The agency issued two separate cease-and-desist orders to Boeing and Muilenburg, each pointing to specific instances following the Lion Air Flight 610 crash and the Ethiopian Airlines Flight 302 crash where each failed to "exercise reasonable care" in making statements about the safety of the 737 MAX.
As it has been shown in a series of international government-industry accident reports and reviews of both crashes, the fatal accidents were the result of erroneous activation of the 737 MAX's MCAS system. Boeing originally developed MCAS as a feature on the MAX designed to automatically command the aircraft’s nose-down stabilizer to enhance pitch characteristics when entering steep turns with elevated load factors and flaps up conditions that are approaching stall.
Investigations into both the Lion Air and Ethiopian accidents revealed that neither flight was approaching stall conditions at the time MCAS activated. On both flights, erroneous signals from the system's external sensor repeatedly triggered MCAS while the plane was climbing at a normal angle and the pilots were unable to regain control of the aircraft following the unintended activations, according to the cease-and-desist orders issued by SEC.
"Boeing and Muilenburg put profits over people by misleading investors about the safety of the 737 MAX all in an effort to rehabilitate Boeing's image following two tragic accidents that resulted in the loss of 346 lives and incalculable grief to so many families," Gurbir S. Grewal, Director of the SEC's Enforcement Division, said in a statement. "But public companies and their executives must provide accurate and complete information when they make disclosures to investors, no matter the circumstances. When they don't, we will hold them accountable, as we did here."
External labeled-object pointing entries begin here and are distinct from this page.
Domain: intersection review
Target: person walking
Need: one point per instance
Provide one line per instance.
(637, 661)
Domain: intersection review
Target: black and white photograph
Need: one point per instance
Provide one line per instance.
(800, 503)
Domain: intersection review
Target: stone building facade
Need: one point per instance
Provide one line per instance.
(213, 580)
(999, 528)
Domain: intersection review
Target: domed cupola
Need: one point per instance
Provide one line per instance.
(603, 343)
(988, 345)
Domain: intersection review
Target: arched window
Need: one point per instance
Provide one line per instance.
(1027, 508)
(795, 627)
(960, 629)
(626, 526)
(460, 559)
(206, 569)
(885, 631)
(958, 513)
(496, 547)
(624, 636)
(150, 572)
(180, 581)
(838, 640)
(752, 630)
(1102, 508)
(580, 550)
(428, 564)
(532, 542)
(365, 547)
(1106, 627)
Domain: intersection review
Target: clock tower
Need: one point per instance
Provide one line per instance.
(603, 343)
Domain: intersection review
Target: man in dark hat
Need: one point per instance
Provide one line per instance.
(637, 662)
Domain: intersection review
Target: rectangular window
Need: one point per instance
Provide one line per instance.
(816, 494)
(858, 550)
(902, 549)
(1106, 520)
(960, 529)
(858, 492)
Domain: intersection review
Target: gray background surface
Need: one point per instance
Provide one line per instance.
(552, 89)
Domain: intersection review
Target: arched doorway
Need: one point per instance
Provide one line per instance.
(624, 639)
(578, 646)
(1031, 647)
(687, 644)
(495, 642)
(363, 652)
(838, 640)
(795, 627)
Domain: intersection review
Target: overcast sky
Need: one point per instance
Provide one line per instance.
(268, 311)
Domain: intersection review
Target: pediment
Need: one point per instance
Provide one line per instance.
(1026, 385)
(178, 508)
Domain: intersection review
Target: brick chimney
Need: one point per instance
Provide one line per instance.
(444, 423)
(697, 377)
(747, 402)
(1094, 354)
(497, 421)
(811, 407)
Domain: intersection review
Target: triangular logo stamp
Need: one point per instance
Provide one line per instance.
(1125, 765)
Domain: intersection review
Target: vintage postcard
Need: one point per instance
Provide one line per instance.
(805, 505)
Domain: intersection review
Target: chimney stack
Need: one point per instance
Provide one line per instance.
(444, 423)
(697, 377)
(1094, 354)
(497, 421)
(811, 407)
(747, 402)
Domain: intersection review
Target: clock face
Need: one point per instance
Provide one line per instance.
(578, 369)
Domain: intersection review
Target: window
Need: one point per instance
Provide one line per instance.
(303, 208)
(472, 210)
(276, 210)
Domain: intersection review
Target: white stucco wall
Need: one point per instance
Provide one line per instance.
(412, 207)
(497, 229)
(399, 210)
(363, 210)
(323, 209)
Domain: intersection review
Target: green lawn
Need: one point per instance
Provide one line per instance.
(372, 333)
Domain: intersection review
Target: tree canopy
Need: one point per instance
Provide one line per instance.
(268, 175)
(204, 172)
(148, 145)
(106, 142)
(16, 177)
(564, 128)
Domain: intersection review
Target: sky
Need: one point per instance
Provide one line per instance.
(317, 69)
The settlement is the latest regulatory action taken against Boeing by the U.S. government since October 2021, when former Boeing 737 MAX Chief Technical Pilot was indicted for fraud.
The FAA became the world's first civil aviation regulatory agency to approve the MAX's return to passenger-carrying service in November 2020, after the two crashes led to a 19-month grounding of the global in-service fleet. Since then, other agencies including EASA and Transport Canada issued individual region-by-region approvals of its return to service.
All of the approvals included requirements for software updates and improvements to the flight control laws that permit the activation of MCAS along with other display system and wiring changes to the system. In April, during Boeing's first quarter 2022 earnings call, current president and CEO Dave Calhoun said that a little more than a year after its return to service, airlines had logged more than 1 million flight hours on the re-certified MAX.
Ethiopian Airlines also officially resumed flight operations of its first re-certified MAX in February.
Boeing's latest reported data shows that at the end of August, the company has received 373 total orders for the MAX this year.